In a recent issue of The Journal of Adventist Education, Austin Archer, professor of psychology and education, reported on his survey of special education services within Seventh-day Adventist Schools. His article, “Why Adventist Education Should Be Special: A Polemic With Some Practical Suggestions,” was years in the making. The article features a report of Archer’s initial survey of the methods used to provide services for students with special needs in the Adventist educational system in the United States.
“Special education is not my area of academic focus,” says Archer. “My interest in this subject arises from personal experience. A family member had some special needs, and I noted that our school system struggled with providing proper assessment and services. I was curious as to whether this was a local phenomenon or whether the Adventist system on the whole was adequately meeting the needs of our special-needs students.”
In the paper, Archer encourages the efforts taken by many schools within the Adventist educational system and highlights the need for more special-education services and a more systematic approach to providing those services. While the results of his survey reveal the need for change, Archer writes in the paper: “Putting the facts so starkly, however, is not intended to indict our system. Underneath this bleak reality are the many ways in which these schools show that they are aware of the needs of their students with special needs, and are employing various strategies to meet those needs.”

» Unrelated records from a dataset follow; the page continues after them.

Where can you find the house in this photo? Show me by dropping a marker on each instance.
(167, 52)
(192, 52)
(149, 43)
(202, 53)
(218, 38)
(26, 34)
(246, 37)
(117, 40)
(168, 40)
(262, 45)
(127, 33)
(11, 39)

The Journal of Adventist Education is specifically published for educators within the Adventist system. Its focus is to offer help to Adventist educators with the issues and concerns they encounter on a day-to-day basis by providing advice and innovative ideas to resolve any challenges that arise. Archer’s article appeared in a special issue of the journal that focused on special education. The major portion of the article provides suggestions for how to implement special education services into the Adventist school system by referencing the methods currently in use by some Adventist schools.
“Change comes slowly and incrementally,” says Archer. “I would hope that the article planted a seed, adding one more voice to those who would like to see this matter addressed.”